I felt great! Adrenaline was coursing through my body. I was calling and texting everyone I knew.

I was excited for what I had accomplished.

Even when I felt like I couldn't do it, the love and support of my family and friends pushed me through it. The desire to help others was my driving force.

I did something I didn't think I could.

And now, I'm ready to start training for a half marathon!

There is nothing in this world that we can't do. We have to believe in ourselves and when we feel down we need to look to our friends and family who build us up to give us that extra shot of "Get up and go" that we need.

Here are some shots post race...I'm waiting for the professional shots to be uploaded to share those with you.

I did it!! Woo Hoo!! And I'm smiling too!!

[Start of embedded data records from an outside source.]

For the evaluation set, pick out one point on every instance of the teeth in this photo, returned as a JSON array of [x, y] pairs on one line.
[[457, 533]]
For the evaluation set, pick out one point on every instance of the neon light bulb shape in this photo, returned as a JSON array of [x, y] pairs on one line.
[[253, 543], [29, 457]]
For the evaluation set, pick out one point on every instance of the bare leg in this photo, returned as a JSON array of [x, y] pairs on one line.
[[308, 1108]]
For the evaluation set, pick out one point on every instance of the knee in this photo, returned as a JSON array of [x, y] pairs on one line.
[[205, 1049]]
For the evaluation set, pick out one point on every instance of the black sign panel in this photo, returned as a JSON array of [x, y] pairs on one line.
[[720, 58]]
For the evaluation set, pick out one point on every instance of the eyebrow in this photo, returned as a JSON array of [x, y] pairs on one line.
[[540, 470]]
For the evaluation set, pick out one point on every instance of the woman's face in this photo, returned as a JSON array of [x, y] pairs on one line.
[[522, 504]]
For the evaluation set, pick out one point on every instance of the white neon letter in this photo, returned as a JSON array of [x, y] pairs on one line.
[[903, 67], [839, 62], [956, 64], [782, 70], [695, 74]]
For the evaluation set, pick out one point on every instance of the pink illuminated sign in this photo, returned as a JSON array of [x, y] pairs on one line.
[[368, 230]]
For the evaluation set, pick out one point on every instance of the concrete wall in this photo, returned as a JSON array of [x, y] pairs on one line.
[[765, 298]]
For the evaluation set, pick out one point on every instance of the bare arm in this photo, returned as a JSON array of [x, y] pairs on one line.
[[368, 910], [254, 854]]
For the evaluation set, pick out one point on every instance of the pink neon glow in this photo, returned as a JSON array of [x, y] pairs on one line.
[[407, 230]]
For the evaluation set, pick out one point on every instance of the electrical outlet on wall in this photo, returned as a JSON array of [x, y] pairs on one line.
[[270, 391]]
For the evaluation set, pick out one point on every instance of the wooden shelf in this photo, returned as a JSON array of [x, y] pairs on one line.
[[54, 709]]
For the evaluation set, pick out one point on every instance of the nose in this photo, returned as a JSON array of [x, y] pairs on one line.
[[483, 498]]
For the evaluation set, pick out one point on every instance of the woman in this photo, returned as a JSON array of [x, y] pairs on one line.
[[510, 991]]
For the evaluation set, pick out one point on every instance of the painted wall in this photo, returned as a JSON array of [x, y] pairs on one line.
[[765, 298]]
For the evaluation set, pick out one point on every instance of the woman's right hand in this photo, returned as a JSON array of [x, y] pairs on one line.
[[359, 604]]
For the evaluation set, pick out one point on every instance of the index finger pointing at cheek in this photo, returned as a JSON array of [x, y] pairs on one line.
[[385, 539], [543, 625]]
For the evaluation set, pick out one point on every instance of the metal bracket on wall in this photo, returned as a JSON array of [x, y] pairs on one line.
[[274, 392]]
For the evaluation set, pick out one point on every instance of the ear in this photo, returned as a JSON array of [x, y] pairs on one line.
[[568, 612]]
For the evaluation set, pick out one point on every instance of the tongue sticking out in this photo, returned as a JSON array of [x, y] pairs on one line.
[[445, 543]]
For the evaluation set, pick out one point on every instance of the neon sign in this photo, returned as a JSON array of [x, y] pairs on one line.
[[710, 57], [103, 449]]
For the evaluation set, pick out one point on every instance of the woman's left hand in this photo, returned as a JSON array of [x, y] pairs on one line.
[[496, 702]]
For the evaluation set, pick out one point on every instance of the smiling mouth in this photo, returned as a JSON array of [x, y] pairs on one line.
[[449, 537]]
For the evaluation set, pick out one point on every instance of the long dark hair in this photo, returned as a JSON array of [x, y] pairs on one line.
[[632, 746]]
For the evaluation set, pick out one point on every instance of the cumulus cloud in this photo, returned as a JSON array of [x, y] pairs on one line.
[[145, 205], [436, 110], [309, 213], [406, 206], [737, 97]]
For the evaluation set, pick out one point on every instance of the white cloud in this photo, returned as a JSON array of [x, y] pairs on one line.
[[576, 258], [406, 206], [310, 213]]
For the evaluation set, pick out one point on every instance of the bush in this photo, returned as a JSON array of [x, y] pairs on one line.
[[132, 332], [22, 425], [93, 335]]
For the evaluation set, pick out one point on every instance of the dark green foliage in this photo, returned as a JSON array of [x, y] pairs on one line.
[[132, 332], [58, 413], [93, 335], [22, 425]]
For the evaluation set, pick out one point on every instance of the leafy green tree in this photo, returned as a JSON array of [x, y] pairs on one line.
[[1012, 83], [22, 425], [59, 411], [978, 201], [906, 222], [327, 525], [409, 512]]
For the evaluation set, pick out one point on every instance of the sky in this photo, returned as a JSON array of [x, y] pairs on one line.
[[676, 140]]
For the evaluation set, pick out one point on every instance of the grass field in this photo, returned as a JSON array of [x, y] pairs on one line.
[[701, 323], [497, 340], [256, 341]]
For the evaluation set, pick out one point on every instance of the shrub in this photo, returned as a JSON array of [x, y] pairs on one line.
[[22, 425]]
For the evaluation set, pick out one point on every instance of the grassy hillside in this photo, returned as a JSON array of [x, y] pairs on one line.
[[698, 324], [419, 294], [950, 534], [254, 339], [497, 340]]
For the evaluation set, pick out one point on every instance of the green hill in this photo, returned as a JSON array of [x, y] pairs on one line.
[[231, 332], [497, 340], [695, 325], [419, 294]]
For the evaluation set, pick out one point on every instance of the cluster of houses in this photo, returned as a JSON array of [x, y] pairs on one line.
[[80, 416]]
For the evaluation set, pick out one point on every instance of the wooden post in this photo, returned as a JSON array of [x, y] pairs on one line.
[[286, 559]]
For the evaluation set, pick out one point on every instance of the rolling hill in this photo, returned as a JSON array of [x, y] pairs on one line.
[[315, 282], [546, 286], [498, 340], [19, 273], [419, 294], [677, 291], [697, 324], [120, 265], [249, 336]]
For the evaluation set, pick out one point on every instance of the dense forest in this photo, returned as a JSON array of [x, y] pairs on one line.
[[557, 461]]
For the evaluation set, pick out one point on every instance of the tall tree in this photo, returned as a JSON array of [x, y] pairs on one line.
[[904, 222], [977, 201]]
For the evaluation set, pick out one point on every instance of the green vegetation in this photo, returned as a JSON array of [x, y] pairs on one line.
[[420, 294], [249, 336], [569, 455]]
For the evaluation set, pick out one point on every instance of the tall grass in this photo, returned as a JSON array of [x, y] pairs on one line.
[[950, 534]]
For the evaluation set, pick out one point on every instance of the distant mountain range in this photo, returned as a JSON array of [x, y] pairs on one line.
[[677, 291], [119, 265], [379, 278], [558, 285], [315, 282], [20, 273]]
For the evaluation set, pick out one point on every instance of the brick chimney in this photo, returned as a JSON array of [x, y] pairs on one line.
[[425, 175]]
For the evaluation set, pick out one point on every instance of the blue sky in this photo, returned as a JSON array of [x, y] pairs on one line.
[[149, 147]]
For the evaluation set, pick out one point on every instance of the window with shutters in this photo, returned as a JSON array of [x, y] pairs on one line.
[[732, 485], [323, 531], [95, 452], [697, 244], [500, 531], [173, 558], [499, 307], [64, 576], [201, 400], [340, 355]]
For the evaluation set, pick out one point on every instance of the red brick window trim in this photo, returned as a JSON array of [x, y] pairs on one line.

Actual post time...not bad huh?

Celebratory beer....gotta love being in the Keys!!

Much love!!


Thursday, January 16, 2014

Of Silence and Noise

Hey everyone! I know I haven't posted in a while...still trying to figure things out.

Getting back into the swing of things is not easy.

Being single is not easy.

I am so used to having someone around - someone to talk to and spend time with.

Now, well, that's not the case.

I'm getting used to being me, on my own, and the silence.

I don't like the silence or the solitude.

I know some people like to be alone and seek the silence whenever possible but to be honest, that is not me.

I need something to do, people to be with, I need friendships, companionship, the sound and noise.

This is taking a lot of getting used to.

I'm doing my best to get out there and have fun but honestly, I just can't wait to get back home.

Even though living in paradise is amazing, I need to go back home and be closer to my children, closer to my family, and closer to my friends.

That is what I am working on now - that is what I am focusing on - trying to cut through the silence to get back to the noise.